Northern Palestine 

An area of Palestine that extends from Nablus to upper Galilee up to southern Syria and northern Jordan. Fashionable in this area until the late nineteenth century was a short-sleeved open coat (durra’a) made  from locally woven cotton fabric indigo blue, red and brown colors with very little embroidery. Such coats were beautifully decorated with patches of red, yellow and green taffeta or satin fabric in rectangular or triangular shapes, with very little embroidery. 

Towards the late part of the century, this coat was replaced with the qumbaz, a long coat with long tight sleeves with openings on the side. This coat was initially worn in upper Galilee, then copied in Lower Galilee villages and eventually was used in the Nablus area. These coats were made from striped Syrian satins or ghabani or roza silk fabric. 

More  ornamented coats (jillayeh) were richly embroidered with red silks in geometric designs; diamonds, triangles and squares in different stitches, typical of the Galilee embroidery (cross-stitch, stem-stitch, satin stitch). 

Contrary to village attire, the dresses worn by Galilee Bedouins are different in style and material from the embroidered dresses used by villagers of this region. The embroidery on the lower part of the skirt was done in a zig-zag stitch using cotton thread. Palestinian Bedouin dresses were similar in style and embroidery to those worn in villages in southern Syria and northern Jordan, due to the proximity of those regions and the nomadic nature of Bedouin life. 

Veils and scarves in Galilee were made of silk or cotton fabric in black or maroon colors with fringes and tassels on both sides. A headband (asbeh) was usually made of muslin, black silk with silver brocade square of material, folded diagonally and tied round the  forehead. The Bedouin women in Galilee used similar asbeh over a black crepe veil.                        

A typical attire in Nazareth and the surrounding villages would include a long coat (qumbaz) with long side openings, a short jacket (mintyan), a white underdress (thob), a baggy pants (shintyan), asbeh and a girdle. 

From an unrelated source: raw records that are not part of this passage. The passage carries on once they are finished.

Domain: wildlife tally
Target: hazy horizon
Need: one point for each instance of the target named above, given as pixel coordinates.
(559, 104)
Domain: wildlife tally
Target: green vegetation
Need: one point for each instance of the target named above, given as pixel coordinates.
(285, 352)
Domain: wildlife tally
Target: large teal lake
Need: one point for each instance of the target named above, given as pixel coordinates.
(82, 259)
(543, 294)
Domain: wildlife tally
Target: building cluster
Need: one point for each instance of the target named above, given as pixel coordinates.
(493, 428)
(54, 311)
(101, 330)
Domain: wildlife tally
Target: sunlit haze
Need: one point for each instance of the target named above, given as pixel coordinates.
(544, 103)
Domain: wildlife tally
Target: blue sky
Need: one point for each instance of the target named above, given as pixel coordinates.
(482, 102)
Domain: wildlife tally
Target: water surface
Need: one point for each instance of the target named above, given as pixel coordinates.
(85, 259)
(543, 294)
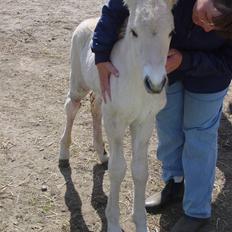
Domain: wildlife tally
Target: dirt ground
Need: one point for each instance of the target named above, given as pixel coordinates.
(35, 195)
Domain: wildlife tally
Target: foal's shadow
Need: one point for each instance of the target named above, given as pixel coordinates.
(222, 206)
(74, 203)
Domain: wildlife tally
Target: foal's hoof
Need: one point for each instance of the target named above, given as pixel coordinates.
(64, 163)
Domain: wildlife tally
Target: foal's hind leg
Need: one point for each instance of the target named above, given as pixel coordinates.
(97, 127)
(141, 133)
(115, 129)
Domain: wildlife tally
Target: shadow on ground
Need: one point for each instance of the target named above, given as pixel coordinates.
(222, 205)
(74, 203)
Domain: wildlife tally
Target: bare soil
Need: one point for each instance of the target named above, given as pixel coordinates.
(35, 195)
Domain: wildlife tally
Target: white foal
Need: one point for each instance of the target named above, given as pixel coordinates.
(137, 96)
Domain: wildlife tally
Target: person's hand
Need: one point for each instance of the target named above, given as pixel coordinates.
(105, 71)
(174, 60)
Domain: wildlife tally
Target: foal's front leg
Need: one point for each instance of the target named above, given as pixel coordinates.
(141, 133)
(115, 129)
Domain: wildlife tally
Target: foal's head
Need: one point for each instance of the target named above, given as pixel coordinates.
(149, 30)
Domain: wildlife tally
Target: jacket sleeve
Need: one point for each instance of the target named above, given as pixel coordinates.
(106, 32)
(197, 63)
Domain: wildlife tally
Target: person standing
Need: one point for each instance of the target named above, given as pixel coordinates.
(199, 67)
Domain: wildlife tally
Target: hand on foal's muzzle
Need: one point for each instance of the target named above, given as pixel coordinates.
(154, 88)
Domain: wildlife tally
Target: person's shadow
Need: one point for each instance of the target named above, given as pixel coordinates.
(222, 205)
(73, 200)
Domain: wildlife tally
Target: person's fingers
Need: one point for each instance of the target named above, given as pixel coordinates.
(112, 69)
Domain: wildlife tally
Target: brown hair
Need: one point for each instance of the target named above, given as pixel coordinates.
(224, 21)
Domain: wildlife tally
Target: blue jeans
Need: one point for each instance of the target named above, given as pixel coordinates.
(187, 131)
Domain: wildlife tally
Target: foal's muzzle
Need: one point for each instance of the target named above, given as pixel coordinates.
(152, 88)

In the nineteenth century, Galilee women wore a headdress called smadeh made of cloth skullcap with coins attached to it. The smadeh had a padded horseshoe rim sewn with coins called saffeh. Attached to the smadeh was a chain or Znaq hanging from both sides of the smadeh below the chin. This headdress was widely used during the nineteenth century in villages like Al Bassah on the Palestinian Lebanese border and in Usuffia south of Haifa. Coin headdresses went out of use for daily use by Galilee women in the early twentieth century, but continued to be used for wedding only.